How To Choose A Six-Figure Career

A good job pays well, matches your interests and talents, and isn’t overwhelming or stressful. It’s also one that offers room for career growth and provides a satisfying balance between work and family life. While there is no such thing as a perfect job, there are many careers that meet these basic criteria.

Often to qualify for a good job you either need sufficient education or experience. While a college degree is helpful – and sometimes even necessary to get into a highly specialized field — what really makes the difference when it comes to earning six-figures is continuing education and accumulated experience.

Four Careers to Consider

With that in mind, here are four careers to consider that have the potential of helping you earn six figures a year if you have the right background and steadily accumulate knowledge and experience:

  1. A Career as a Mortgage Broker

If you want to become a mortgage broker, you should have a marketing or sales background. It’s also helpful — but not necessary — to have a banking background because you will need an understanding of lending rates, terms, and financial institutions.

Your knowledge and skills should include good verbal communication, writing skills, mathematics, and a familiarity with credit reports and credit worthiness.

Since the job is demanding, based on lead generation and helping clients get the loans they need for buying a private residence or commercial property, it makes a huge difference to work with a team like Eagle Home Mortgage, which provides education, marketing and sales support systems.

Personality is a big plus in this career because you have to generate leads and help clients secure the loans they desire. First, you have to explain how a mortgage works and how to improve credit worthiness to clients. Then, working on behalf of the client, you have to patiently search for a lender. If you’re extroverted, friendly, knowledgeable, resourceful, patient, kind, and helpful you have a much higher chance of reaching the upper-income levels.
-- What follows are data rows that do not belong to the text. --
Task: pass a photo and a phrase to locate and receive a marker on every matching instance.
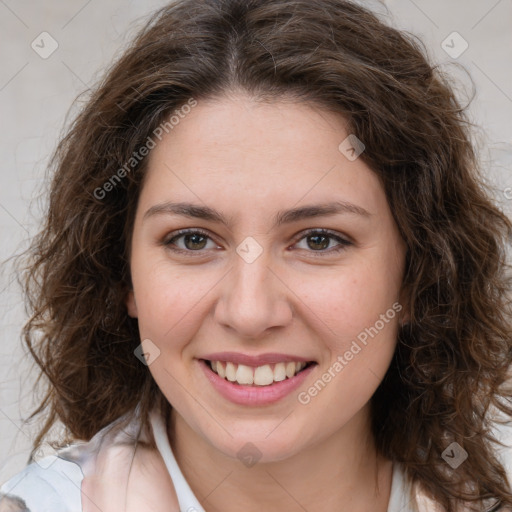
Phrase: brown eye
(321, 241)
(189, 241)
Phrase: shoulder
(52, 484)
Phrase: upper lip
(259, 360)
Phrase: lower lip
(254, 395)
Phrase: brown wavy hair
(450, 366)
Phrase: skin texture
(121, 480)
(249, 160)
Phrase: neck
(343, 469)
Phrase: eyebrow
(282, 217)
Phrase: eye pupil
(194, 237)
(323, 245)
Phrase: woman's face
(255, 284)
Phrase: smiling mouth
(264, 375)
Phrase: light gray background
(36, 94)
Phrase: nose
(254, 299)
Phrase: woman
(270, 277)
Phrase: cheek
(350, 300)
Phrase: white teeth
(260, 376)
(279, 372)
(290, 370)
(221, 370)
(231, 372)
(244, 375)
(263, 375)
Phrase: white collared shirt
(54, 484)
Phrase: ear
(405, 317)
(131, 305)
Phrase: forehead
(235, 148)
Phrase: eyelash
(343, 243)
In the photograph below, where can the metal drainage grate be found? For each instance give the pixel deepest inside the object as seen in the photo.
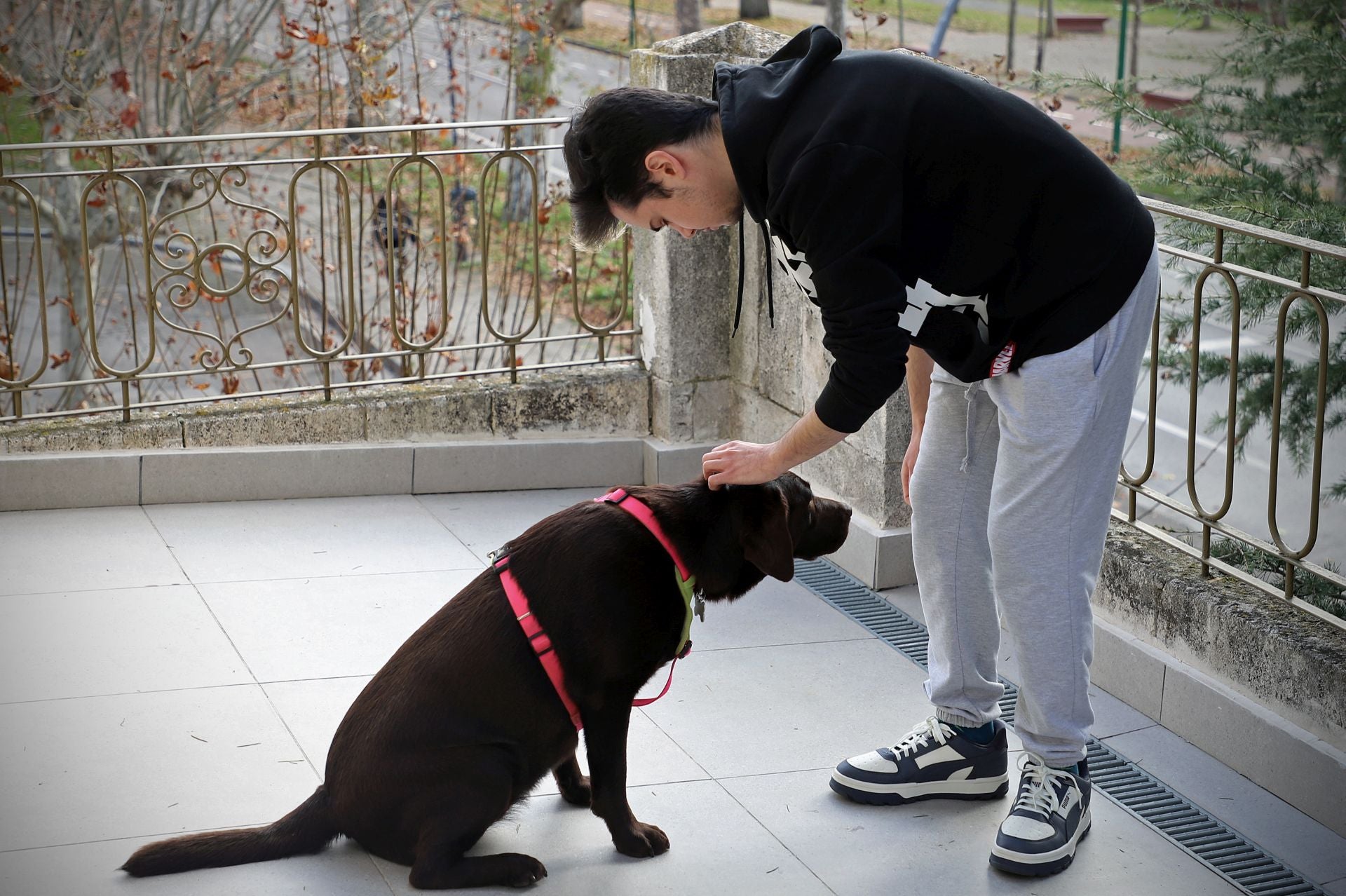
(1208, 840)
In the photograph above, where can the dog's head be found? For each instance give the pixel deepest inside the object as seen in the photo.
(782, 520)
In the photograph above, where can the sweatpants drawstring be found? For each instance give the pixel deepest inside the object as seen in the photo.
(971, 395)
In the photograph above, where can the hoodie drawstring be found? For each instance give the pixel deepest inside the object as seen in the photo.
(770, 290)
(770, 295)
(738, 307)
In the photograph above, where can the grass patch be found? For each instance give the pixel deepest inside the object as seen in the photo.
(18, 121)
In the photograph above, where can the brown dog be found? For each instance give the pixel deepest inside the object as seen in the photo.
(463, 721)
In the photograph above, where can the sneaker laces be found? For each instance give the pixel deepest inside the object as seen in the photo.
(1038, 786)
(921, 735)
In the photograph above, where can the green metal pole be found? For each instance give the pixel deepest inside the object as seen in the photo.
(1122, 73)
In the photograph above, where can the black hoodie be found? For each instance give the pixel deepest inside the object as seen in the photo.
(874, 171)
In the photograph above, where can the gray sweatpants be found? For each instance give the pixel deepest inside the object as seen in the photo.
(1011, 496)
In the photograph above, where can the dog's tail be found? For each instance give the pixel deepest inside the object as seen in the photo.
(304, 830)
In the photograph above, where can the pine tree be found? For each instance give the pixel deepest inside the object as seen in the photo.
(1264, 143)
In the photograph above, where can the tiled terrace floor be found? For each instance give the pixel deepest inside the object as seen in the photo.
(182, 667)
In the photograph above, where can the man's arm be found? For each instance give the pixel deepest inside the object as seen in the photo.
(920, 366)
(745, 463)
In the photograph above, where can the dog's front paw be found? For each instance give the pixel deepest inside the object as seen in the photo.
(642, 841)
(576, 793)
(525, 871)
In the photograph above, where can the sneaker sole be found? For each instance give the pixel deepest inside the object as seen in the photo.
(863, 792)
(1028, 865)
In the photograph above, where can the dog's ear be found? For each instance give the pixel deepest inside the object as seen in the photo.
(765, 531)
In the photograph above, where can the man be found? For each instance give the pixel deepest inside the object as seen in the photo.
(955, 236)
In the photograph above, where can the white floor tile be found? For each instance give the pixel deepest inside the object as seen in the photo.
(142, 764)
(313, 711)
(940, 848)
(327, 626)
(90, 869)
(1272, 824)
(50, 550)
(772, 710)
(485, 521)
(716, 848)
(254, 540)
(109, 642)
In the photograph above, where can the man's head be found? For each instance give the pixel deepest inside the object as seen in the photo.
(648, 159)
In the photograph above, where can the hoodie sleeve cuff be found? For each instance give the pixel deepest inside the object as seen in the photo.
(838, 414)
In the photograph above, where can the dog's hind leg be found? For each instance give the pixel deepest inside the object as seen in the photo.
(463, 810)
(575, 787)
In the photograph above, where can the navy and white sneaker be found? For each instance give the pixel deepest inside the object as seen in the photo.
(1049, 818)
(932, 762)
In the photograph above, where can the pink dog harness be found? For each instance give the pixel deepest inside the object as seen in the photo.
(541, 642)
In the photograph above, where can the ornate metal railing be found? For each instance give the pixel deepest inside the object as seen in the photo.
(149, 273)
(1299, 284)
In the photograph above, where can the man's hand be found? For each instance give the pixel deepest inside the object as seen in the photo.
(909, 463)
(745, 463)
(740, 463)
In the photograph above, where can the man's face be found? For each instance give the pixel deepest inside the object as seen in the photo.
(696, 203)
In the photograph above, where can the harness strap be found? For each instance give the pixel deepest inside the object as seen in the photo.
(538, 638)
(541, 642)
(642, 512)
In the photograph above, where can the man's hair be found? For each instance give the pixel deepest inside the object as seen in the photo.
(606, 147)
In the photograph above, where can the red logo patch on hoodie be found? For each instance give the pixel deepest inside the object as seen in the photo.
(1002, 364)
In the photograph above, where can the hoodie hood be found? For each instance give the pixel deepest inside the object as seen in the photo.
(769, 92)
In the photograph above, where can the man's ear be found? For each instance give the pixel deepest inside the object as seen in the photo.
(664, 165)
(765, 533)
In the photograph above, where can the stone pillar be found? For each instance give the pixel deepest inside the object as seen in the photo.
(709, 388)
(684, 288)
  1. A Career as a Computer Systems Analyst

A computer system analyst pays well because it requires blending knowledge of business with an understanding about information technology (IT).

The primary skill you need is an ability to thoroughly research what a client does in their business. By understanding the details of a client’s business, you can suggest the best technology they need to use to run their organization better.

Besides researching what a client does in their business, you also need to figure out the best solution for their business problems, which means reviewing hardware, software, and network solutions. Ultimately, your mission is to help clients run their company more efficiently and cost-effectively by designing better computer systems for their business processes.

      3. A Career as a Psychiatrist

People often confuse the difference between a psychologist and a psychiatrist, and some even think of them as synonymous.

This confusion is understandable since they do fairly much the same thing: helping people resolve their psychological problems, which are either neurotic or psychotic.

However, from the career perspective, there is a huge difference in both the pay and the prestige.

A psychologist is someone who has acquired a Master’s degree pursuing a program like the Marriage and Family Therapist. The pay for this is usually modest, between $30,000 to $50,000 unless one owns a clinic.

Meanwhile, the pay for a psychiatrist is usually within the six-figure range because a psychiatrist is a medical doctor who has gone through a psychiatry residency program. Because of this, they are able to charge higher fees, attract more affluent clients and organizations, and are licensed to prescribe medication and recommend hospitalizations. While a psychologist usually helps neurotic people, a psychiatrist often works with psychotic people, those who have delusions and hallucinations.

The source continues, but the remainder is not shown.